CIM: The world economy has gone through a fairly turbulent time. How has this affected your members?
Hodgson: The biggest challenge was the freezing up of credit markets, which contributed to the huge drop in global commodity prices. This caused exploration activity to decline drastically, which in turn led to some downsizing and mine closures. Lately, things are starting to look up. Some of those closures have come back onstream. Prices have bounced back too. Over the longer term, continued urbanization and development around the world means that raw materials demand, particularly from emerging economies, will increase significantly.
CIM: How does the Ontario mining industry fit into all of this?
Hodgson: Ontario has an extremely favourable geology, which makes it a great place to do mining. Resources are quite abundant, ranging from base metals, such as nickel, copper and zinc, to precious metals, such as gold, silver, diamonds, platinum and salt. We even have industrial minerals. But geology alone does not automatically ensure success. Companies need to feel comfortable in the jurisdictions in which they operate. Fortunately, unlike some economies, Canada and Ontario have strong traditions of respecting the “rule of law.” Certainty of ownership, which is extremely important to investors, is well-protected here and tenure rules — the right to bring a mine into production — are applied fairly.
CIM: October marks the fifth anniversary of your becoming president of the OMA. What are some of the organization’s main accomplishments since you took office?

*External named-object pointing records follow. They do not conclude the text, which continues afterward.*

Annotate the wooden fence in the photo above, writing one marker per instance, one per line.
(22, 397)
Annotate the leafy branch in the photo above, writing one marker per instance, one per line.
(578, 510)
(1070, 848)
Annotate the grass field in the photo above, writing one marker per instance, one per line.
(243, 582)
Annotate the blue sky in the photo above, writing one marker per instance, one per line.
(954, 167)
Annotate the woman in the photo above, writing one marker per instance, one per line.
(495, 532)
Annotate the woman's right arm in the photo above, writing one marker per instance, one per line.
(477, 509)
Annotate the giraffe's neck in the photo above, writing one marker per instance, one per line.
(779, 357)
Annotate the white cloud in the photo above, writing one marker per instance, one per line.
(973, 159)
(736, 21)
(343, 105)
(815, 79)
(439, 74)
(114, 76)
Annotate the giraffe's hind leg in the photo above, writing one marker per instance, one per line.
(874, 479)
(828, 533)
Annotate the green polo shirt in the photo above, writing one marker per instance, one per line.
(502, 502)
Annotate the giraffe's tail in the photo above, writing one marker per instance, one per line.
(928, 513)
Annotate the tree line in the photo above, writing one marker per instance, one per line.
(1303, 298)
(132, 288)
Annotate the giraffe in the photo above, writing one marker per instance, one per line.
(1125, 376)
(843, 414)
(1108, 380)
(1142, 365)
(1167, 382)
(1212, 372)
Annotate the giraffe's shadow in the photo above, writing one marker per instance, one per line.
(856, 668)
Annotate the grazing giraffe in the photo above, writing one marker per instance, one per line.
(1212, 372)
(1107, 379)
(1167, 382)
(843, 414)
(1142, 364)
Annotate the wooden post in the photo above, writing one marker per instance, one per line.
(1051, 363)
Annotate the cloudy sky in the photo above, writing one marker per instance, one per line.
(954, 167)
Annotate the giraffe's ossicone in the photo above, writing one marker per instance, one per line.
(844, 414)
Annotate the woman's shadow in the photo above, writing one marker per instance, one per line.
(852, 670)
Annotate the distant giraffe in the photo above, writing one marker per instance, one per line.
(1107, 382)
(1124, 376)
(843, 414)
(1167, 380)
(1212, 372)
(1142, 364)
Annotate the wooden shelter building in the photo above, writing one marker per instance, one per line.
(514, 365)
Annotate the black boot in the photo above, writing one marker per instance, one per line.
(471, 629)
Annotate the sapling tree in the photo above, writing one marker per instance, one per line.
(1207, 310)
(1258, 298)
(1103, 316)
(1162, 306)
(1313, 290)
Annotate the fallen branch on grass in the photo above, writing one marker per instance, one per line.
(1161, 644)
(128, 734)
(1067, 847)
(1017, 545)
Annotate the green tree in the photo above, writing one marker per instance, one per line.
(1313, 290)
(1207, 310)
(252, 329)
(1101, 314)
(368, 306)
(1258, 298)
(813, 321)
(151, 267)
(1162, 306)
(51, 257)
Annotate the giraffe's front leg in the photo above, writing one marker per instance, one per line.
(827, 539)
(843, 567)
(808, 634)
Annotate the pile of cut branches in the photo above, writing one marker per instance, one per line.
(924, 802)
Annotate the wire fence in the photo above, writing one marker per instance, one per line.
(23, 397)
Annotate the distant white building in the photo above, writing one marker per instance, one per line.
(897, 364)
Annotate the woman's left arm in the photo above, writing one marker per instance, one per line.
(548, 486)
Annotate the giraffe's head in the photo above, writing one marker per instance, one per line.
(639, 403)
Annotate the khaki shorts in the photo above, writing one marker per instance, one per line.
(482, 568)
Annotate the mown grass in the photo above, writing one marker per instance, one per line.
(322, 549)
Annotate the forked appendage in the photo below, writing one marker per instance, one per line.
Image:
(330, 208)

Hodgson: I was a bit lucky because I took over the helm of a strong association that my predecessor, Patrick Reid, had led for more than 20 years. Much of my efforts have been devoted towards pursuing the OMA’s primary goal, which is to improve the competitiveness of Ontario’s mining industry. For example, we have continued to represent the industry at Queen’s Park. On federal issues, we make our positions heard though the Mining Association of Canada. We have also worked to build on the industry’s social license to operate, improved our outreach to First Nations, promoted employment opportunities in the industry and helped foster education about the industry. We also worked to improve our internal and external communications, including the development of a new logo and upgrading our website with a “members only” section, the distribution of timely e-news items and the posting of relevant economic, environmental and educational information.
CIM: Before joining the OMA, your career included stints as Ontario’s Minister of Northern Development and Minister of Natural Resources. What are some of the key government relations initiatives that the industry is now working on and how has your background helped you to lead in these areas?

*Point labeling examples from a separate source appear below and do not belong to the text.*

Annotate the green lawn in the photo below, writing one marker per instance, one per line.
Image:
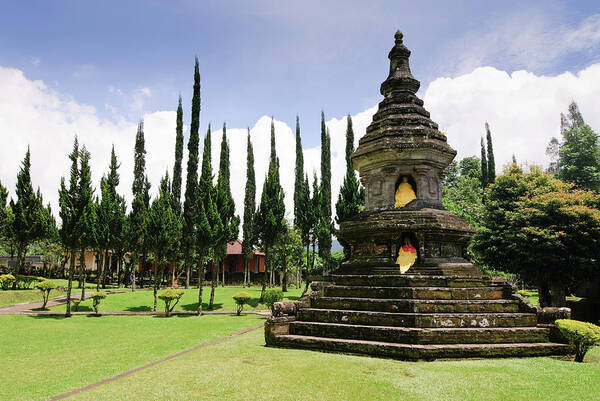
(244, 369)
(142, 301)
(10, 297)
(43, 357)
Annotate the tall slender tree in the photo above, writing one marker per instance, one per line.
(491, 167)
(484, 172)
(226, 208)
(325, 226)
(176, 185)
(139, 204)
(190, 213)
(248, 226)
(351, 198)
(68, 215)
(86, 221)
(164, 228)
(26, 225)
(271, 211)
(299, 174)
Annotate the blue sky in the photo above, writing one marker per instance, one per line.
(95, 68)
(129, 58)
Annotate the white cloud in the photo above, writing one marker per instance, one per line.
(523, 109)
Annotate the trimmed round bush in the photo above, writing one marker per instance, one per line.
(45, 286)
(272, 296)
(582, 335)
(6, 281)
(97, 297)
(241, 298)
(168, 296)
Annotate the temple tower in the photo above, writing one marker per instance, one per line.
(404, 150)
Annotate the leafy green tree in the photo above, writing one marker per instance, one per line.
(325, 222)
(27, 224)
(140, 203)
(271, 210)
(491, 167)
(484, 164)
(248, 227)
(463, 194)
(288, 251)
(577, 156)
(176, 185)
(163, 229)
(69, 216)
(226, 208)
(351, 197)
(540, 228)
(190, 212)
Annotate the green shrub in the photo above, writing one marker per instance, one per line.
(582, 335)
(97, 297)
(168, 296)
(272, 296)
(241, 298)
(6, 281)
(45, 287)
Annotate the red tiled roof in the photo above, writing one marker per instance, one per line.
(235, 248)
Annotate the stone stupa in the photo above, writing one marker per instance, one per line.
(406, 288)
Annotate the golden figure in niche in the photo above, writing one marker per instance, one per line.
(407, 256)
(404, 193)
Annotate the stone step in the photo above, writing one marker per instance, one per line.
(423, 351)
(416, 306)
(409, 335)
(370, 318)
(414, 280)
(417, 292)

Hodgson: Before entering politics, I had also worked as a real estate developer. That meant that by the time I joined the OMA, I had already worked both sides of the table. So I know how important effective cooperation is. The other thing I learned is that to influence the decision-making process, you first need to be at the table and to understand what your counterpart is thinking. That said, this may surprise you, but there are lots of similarities between government officials and business people. Both groups have a real desire to do what is right.
Right now, on the Ontario legislative front, there are two key pieces that affect our industry. The first is Bill 173, the Mining Amendment Act, which deals with mining explorers more than it does with operators, though we are pleased with its scope.
Bill 191, the Far North Act, which is before the House right now, is more challenging. We agree with the goal and certainly want to protect the environment; however, the act is vague and we would like clarification in some areas. If not, the act will not be helpful in making mining here competitive in a global sense. Not all we do involves contributing to the legislative process though. We also provide input into a lot of less visible initiatives, in areas such as human resources, energy, safety and training, and the environment.